Une phrase qui tombe et retombe, avec l’absolutisme mécanique d’un piston de machine : « La question ne sera pas posée. »
Elle hache tout le débat, le martèle, le seconde ; indique bien, par la répétition du rythme en leit-motiv, quels sont l’accord impérieux des volontés, l’harmonie tacite entre les complicités et les effrois.
Dans l’assistance, M. Henri Rochefort, ricanant, dévisage Émile Zola; s’efforce à surprendre s’il souffre ; et si sa dignité saigne, et si sa fierté défaille...
Madame Dreyfus comparait, si étonnamment ressemblante d’allure générale, avec ses bandeaux plats, son air de réserve, à madame Carnot, plus jeune.
Que son mari soit ou ne soit pas coupable, elle et les enfants sont bien réellement des victimes.
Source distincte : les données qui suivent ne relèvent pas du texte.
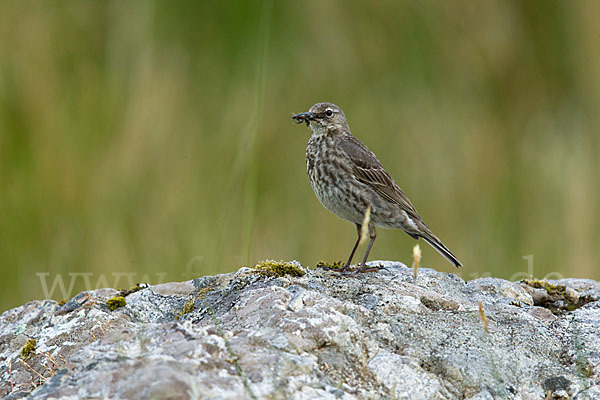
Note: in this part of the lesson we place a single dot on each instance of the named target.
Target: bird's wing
(368, 170)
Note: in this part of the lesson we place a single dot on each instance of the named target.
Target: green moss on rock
(28, 349)
(273, 268)
(333, 265)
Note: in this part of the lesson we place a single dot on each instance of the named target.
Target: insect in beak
(304, 117)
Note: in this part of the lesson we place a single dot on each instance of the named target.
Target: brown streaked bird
(347, 178)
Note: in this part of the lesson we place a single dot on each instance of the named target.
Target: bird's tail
(441, 248)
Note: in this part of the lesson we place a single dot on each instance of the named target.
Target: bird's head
(323, 118)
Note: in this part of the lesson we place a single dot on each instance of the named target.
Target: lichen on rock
(310, 333)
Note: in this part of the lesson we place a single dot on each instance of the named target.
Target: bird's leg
(347, 265)
(363, 267)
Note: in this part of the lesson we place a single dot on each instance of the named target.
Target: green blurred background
(154, 138)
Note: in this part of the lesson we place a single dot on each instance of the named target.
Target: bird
(351, 182)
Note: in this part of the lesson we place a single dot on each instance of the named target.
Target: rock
(248, 335)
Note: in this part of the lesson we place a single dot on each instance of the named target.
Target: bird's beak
(304, 117)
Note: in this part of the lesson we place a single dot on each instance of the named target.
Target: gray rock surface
(318, 336)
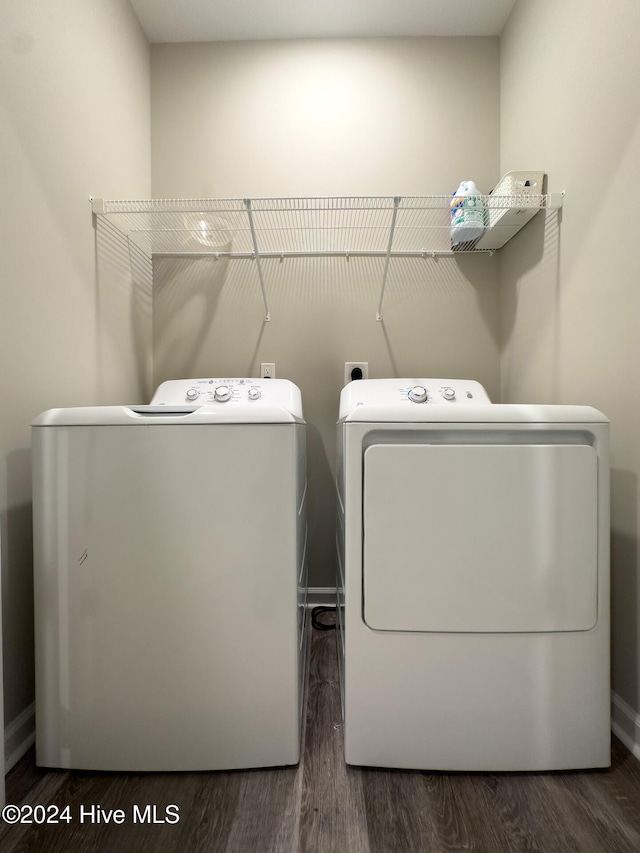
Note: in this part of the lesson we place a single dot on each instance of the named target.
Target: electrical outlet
(350, 366)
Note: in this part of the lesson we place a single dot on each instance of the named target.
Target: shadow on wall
(530, 305)
(123, 317)
(186, 296)
(17, 587)
(625, 630)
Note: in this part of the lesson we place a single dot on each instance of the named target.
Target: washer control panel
(229, 392)
(438, 391)
(391, 393)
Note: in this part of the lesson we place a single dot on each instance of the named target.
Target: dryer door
(480, 538)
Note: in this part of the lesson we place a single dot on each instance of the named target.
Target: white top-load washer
(473, 550)
(170, 579)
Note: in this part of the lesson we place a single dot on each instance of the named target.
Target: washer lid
(165, 415)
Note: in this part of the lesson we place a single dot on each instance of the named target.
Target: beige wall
(74, 121)
(570, 95)
(352, 117)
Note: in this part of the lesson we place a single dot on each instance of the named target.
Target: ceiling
(235, 20)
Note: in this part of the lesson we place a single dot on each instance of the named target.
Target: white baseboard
(625, 724)
(321, 596)
(19, 736)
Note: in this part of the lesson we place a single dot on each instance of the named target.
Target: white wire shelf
(352, 226)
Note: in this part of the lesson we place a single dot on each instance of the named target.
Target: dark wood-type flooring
(322, 806)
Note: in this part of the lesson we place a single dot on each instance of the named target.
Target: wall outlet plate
(350, 366)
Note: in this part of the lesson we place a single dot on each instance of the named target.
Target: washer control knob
(418, 394)
(222, 393)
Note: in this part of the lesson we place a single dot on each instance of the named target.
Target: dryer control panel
(389, 393)
(230, 392)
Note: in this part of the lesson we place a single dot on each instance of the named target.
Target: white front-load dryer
(170, 579)
(473, 551)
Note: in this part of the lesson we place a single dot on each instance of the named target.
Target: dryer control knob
(418, 394)
(222, 393)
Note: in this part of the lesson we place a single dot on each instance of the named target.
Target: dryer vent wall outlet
(355, 370)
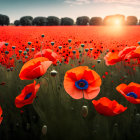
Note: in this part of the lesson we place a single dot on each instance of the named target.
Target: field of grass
(52, 106)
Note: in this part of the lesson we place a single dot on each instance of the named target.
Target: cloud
(77, 2)
(134, 2)
(82, 2)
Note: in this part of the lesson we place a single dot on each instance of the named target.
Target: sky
(68, 8)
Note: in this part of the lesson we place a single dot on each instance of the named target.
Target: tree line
(66, 21)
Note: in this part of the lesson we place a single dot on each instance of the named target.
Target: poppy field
(70, 83)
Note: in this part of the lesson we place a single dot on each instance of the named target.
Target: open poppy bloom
(112, 58)
(131, 92)
(82, 82)
(106, 107)
(134, 54)
(1, 118)
(126, 52)
(47, 53)
(27, 95)
(34, 68)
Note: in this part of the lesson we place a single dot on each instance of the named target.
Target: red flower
(112, 58)
(134, 54)
(34, 68)
(126, 52)
(47, 53)
(27, 95)
(106, 107)
(131, 92)
(1, 118)
(82, 82)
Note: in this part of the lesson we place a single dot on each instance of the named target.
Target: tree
(4, 20)
(53, 21)
(26, 20)
(131, 20)
(84, 20)
(96, 21)
(40, 21)
(16, 22)
(67, 21)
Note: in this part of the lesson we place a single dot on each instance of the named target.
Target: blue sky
(68, 8)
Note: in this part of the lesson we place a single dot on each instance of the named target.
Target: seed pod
(44, 130)
(84, 111)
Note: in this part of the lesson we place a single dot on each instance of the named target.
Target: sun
(117, 22)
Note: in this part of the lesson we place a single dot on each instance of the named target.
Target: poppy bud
(19, 61)
(42, 35)
(17, 124)
(60, 47)
(53, 73)
(44, 130)
(11, 68)
(28, 126)
(74, 51)
(107, 50)
(69, 40)
(137, 117)
(8, 69)
(98, 61)
(13, 47)
(6, 52)
(115, 125)
(29, 43)
(20, 51)
(10, 58)
(27, 49)
(24, 52)
(6, 44)
(33, 49)
(82, 45)
(52, 43)
(84, 111)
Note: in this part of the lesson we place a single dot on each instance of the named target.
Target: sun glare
(117, 22)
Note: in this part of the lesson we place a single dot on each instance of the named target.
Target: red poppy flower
(1, 118)
(112, 58)
(47, 53)
(131, 92)
(134, 54)
(27, 95)
(126, 51)
(106, 107)
(82, 82)
(34, 68)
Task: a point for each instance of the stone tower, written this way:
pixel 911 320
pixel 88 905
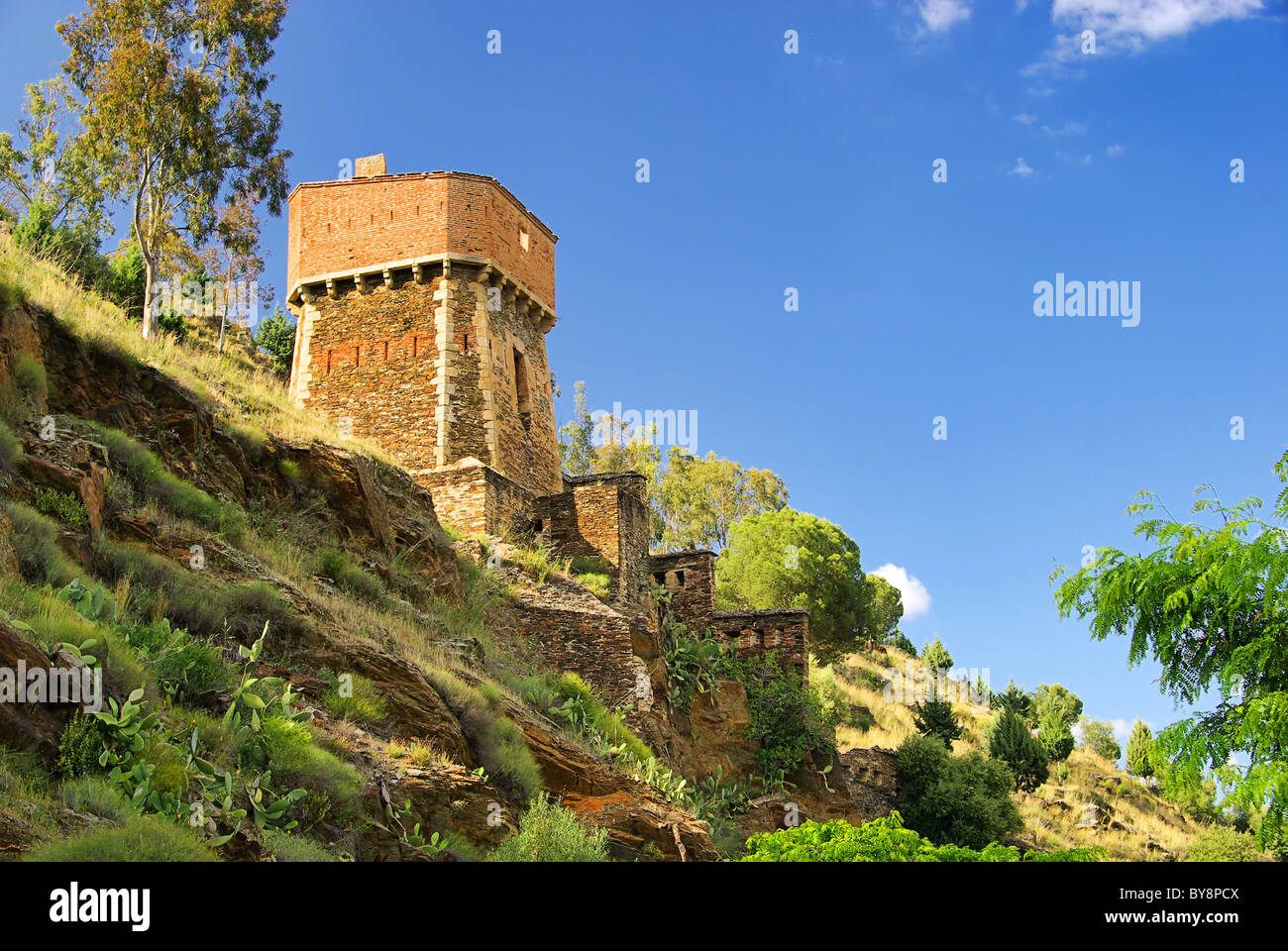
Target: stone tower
pixel 423 302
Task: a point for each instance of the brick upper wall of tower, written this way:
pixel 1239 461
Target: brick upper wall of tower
pixel 335 227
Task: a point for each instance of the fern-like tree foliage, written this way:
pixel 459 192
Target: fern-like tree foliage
pixel 1210 604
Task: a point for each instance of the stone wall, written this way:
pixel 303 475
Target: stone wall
pixel 478 500
pixel 600 517
pixel 690 578
pixel 756 633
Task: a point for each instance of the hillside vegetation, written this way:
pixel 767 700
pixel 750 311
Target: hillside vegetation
pixel 1129 819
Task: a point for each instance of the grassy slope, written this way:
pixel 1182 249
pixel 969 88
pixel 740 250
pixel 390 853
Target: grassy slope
pixel 1138 822
pixel 274 548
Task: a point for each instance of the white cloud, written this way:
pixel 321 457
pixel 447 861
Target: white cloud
pixel 1128 26
pixel 1021 167
pixel 1069 128
pixel 938 16
pixel 1133 24
pixel 912 593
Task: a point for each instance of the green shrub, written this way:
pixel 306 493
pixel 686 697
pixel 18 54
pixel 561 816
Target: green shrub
pixel 340 569
pixel 356 698
pixel 786 719
pixel 78 746
pixel 29 376
pixel 154 480
pixel 954 799
pixel 291 847
pixel 179 664
pixel 11 450
pixel 599 585
pixel 500 745
pixel 137 839
pixel 95 796
pixel 571 699
pixel 296 761
pixel 549 832
pixel 65 506
pixel 35 539
pixel 1220 843
pixel 1012 742
pixel 885 840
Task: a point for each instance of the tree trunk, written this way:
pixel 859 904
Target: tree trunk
pixel 149 308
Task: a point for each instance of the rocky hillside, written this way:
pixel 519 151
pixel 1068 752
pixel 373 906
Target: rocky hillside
pixel 231 558
pixel 1128 819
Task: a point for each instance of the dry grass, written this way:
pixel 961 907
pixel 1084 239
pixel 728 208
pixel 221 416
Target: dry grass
pixel 243 390
pixel 1133 823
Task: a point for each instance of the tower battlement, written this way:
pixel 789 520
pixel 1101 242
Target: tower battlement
pixel 423 302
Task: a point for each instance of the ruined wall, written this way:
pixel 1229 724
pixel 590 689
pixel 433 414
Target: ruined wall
pixel 593 646
pixel 690 578
pixel 601 517
pixel 478 500
pixel 756 633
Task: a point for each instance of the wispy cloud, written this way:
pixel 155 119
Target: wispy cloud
pixel 938 16
pixel 1069 128
pixel 1021 169
pixel 1127 26
pixel 915 598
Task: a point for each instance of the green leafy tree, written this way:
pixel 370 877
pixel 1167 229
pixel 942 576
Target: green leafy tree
pixel 1140 746
pixel 1012 742
pixel 50 178
pixel 885 608
pixel 1055 735
pixel 275 337
pixel 172 105
pixel 1099 737
pixel 1016 699
pixel 703 497
pixel 1056 701
pixel 1210 604
pixel 793 560
pixel 935 716
pixel 935 656
pixel 965 800
pixel 578 437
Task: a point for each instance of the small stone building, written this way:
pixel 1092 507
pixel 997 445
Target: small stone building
pixel 423 305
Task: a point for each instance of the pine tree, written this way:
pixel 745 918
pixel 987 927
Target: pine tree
pixel 1012 744
pixel 935 716
pixel 1140 746
pixel 935 656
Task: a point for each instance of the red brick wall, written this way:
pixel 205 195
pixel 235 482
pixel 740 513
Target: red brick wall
pixel 342 226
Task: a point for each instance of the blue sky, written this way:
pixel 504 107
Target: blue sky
pixel 814 170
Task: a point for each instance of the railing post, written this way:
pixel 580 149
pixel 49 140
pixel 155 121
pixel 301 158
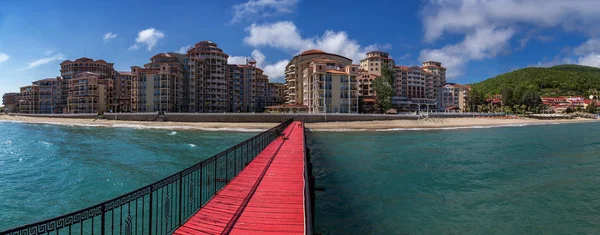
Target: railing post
pixel 180 193
pixel 103 220
pixel 150 213
pixel 227 166
pixel 215 175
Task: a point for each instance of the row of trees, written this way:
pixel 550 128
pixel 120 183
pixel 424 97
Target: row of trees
pixel 516 100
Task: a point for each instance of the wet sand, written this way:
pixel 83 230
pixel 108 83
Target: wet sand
pixel 434 123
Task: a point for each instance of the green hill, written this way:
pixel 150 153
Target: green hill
pixel 554 81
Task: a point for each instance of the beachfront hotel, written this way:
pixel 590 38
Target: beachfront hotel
pixel 454 97
pixel 158 86
pixel 29 99
pixel 50 94
pixel 329 86
pixel 68 69
pixel 10 101
pixel 293 72
pixel 248 87
pixel 87 93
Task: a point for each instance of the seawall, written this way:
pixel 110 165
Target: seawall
pixel 251 117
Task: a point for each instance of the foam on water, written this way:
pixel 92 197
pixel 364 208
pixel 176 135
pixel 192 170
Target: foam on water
pixel 435 128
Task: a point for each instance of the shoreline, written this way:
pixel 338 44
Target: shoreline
pixel 391 125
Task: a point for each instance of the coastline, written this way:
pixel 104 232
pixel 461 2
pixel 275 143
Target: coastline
pixel 392 125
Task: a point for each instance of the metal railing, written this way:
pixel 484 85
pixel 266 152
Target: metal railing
pixel 161 207
pixel 309 191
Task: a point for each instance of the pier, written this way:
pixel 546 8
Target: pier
pixel 260 186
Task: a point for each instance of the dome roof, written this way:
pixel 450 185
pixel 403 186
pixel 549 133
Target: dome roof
pixel 312 51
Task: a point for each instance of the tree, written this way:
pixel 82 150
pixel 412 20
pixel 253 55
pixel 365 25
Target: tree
pixel 507 96
pixel 592 107
pixel 384 90
pixel 569 110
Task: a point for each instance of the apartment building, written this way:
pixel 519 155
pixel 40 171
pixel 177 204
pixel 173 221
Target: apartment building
pixel 330 86
pixel 439 78
pixel 87 93
pixel 68 69
pixel 159 85
pixel 10 101
pixel 123 88
pixel 208 87
pixel 454 97
pixel 375 61
pixel 50 95
pixel 29 99
pixel 413 88
pixel 294 69
pixel 275 94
Elle n’est pas de ma religion, pas de ma race même, si l’on veut : mais les Chinois non plus, qu’on m’a fait racheter jadis par le Sou de la Sainte-Enfance, ni les noirs, sur qui m’ont fait tant pleurer Bernardin de Saint-Pierre et Beecher Slowe, n’étaient point de ma race ! Et si je n’aime pas plus la couleur de leur peau que je n’aime, en général, l’esprit juif, ce ne m’était pas raison à approuver qu’on les suppliciât !
Et c’est vraiment une suppliciée, cette pseudoveuve, au nom déshonoré ! Ici même, aujourd’hui, cela se continue. Elle a dû affronter tous les regards, traverser toutes les malveillances pour venir à la barre, immobile, muette, tiraillée entre la défense et l’accusation, l’une voulant qu’elle parle et l’autre qu’elle se taise.